Gungrave VR Review: Better Left Buried

I’m not sure exactly who was campaigning for a Gungrave resurrection, let alone one in VR but, judging by just how ludicrously detailed the game’s Wikipedia entry is, they’re out there. If you are one of the few waving that flag then best strap yourself in; this is not going to be pretty.

Gungrave VR is probably the worst game I’ve played in VR this year. It’s a stripped back PS2-era shooter that can be beaten in less than an hour and has absolutely no reason to be in VR. It’s entirely incoherent, utterly devoid of intrigue and, despite releasing in Japan last year, plays like it’s half-finished.

This isn’t a port of the original game, though it may as well have been. In the 14 year gap between releases developer Iggymob hasn’t made a single change to the way you control protagonist Grave, who uses all of the same animations from the 2002 original let alone the 2004 sequel. For the most part, you run around in third person, dodge incoming bullets and then return fire by holding R2. The only difference between playing in VR and the old games is that you now aim with your head.

But what was an already-dated design is made worse here. At least the original Gungrave had a simple linear level structure and some impressive destruction, for the time. Gungrave VR’s three on-foot missions consist of, at most, three tiny areas in which you’ll just need to shoot enemies that pour in to set points until you’re allowed to move on. The destruction is completely gone and, aside from text-based mission briefings that you’ll miss if you don’t return to the main menu between levels, there isn’t any explanation for the different scenarios you’ll suddenly find yourself in.

It was a random, lifeless hour I spent inside VR.

There are missions that implement on-rails first-person shooting but they’re entirely unremarkable, lacking any sort of punch to its presentation and relying on the same basic set of enemies from start to finish. Perhaps the one level with some semblance of justification for being in VR is a mission on an air bike in which you face off against a massive blimp. But the game switches between fighting the blimp and fighting regular enemies at random. The blimp just suddenly disappears and then there are new enemies in front of you. It’s dizzying and disjointed nearly to the point of being unplayable.

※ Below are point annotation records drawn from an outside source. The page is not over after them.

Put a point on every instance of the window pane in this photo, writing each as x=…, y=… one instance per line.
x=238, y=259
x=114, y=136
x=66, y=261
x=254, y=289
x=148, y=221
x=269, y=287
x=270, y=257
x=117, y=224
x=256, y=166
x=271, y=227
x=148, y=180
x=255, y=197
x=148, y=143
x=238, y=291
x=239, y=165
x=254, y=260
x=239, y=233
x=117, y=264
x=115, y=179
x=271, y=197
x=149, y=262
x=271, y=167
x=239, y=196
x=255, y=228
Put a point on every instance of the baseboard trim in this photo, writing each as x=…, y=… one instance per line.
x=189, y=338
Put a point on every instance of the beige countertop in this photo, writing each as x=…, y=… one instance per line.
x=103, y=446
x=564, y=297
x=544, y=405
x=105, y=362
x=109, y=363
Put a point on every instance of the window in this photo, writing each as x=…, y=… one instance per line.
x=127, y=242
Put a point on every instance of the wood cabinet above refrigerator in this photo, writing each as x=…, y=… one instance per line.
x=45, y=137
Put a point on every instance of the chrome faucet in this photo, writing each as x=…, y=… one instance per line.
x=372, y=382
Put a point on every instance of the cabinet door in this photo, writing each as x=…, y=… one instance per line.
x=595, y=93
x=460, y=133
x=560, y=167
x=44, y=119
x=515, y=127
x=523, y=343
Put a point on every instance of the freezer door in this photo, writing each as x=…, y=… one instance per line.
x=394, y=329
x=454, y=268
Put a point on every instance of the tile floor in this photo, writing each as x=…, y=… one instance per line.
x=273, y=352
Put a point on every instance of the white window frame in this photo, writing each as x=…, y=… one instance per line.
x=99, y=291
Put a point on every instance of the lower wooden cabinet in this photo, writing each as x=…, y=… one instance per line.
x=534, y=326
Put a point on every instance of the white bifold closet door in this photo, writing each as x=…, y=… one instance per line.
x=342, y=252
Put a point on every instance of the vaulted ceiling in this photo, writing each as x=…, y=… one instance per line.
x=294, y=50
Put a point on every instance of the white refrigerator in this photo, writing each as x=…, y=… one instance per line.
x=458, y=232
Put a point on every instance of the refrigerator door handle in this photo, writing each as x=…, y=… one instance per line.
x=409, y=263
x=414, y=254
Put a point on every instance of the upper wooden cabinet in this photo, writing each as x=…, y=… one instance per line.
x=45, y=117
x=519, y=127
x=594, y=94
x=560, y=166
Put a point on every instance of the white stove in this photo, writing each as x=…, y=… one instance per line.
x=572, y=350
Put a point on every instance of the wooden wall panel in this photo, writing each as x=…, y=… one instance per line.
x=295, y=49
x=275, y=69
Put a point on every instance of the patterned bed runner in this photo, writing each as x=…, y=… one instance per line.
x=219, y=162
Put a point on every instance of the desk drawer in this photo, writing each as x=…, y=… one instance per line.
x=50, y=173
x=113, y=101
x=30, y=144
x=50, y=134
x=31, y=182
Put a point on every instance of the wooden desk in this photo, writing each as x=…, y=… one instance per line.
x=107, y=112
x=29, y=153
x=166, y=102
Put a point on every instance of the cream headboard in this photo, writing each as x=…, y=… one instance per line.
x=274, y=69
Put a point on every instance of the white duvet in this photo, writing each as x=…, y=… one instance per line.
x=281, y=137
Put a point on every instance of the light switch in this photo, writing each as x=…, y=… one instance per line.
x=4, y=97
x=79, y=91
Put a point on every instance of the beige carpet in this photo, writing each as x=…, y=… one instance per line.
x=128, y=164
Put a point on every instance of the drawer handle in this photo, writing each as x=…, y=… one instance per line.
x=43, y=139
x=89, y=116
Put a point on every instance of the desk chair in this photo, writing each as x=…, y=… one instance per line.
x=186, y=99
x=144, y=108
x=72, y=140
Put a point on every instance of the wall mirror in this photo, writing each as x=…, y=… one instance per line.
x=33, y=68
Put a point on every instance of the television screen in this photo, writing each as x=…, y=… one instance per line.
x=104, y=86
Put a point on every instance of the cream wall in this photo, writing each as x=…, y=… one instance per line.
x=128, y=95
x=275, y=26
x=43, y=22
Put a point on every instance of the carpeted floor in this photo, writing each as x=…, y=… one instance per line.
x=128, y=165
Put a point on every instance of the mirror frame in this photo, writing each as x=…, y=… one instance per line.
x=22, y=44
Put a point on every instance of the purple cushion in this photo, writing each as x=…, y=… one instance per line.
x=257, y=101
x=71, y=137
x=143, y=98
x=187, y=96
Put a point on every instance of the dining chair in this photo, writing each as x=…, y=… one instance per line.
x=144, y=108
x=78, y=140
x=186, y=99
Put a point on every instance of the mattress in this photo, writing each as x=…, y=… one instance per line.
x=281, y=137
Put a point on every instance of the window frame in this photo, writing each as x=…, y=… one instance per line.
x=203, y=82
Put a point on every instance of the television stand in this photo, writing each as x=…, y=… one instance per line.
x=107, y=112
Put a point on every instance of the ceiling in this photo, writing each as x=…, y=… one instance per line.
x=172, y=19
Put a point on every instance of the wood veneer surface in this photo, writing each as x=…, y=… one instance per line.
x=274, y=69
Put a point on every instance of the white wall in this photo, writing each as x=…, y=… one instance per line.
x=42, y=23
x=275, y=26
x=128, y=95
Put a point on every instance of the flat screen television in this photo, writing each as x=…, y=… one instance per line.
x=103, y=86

All of this might be forgivable if the core ‘gun-fu’ aspect of the game was at least fun to play. In reality, Gungrave VR is one of those ugly reminders that some games don’t play as well as you remember them. The controls are stiff and animations have to be seen through before you can attack enemies as they arrive. Though the entire campaign is quite easy on Normal difficulty, there are some boss fights that will lock you into cheap attacks that push you over, repeating them until you die (at which point you need to start the level over). The most surreal thing about Gungrave VR is to be reminded how bad early 00’s game design could be inside VR. You could chase for high scores, of course, but the game simply doesn’t have the design complexity and agile control scheme that would convince you to do so.

Gungrave was a poorly received shooter in 2002. 16 years on, Gungrave VR copies and pastes its mechanics, tacks on pointless VR support and builds about 50 minutes worth of new content into the game. That’s not exactly a recipe for a runaway hit, is it?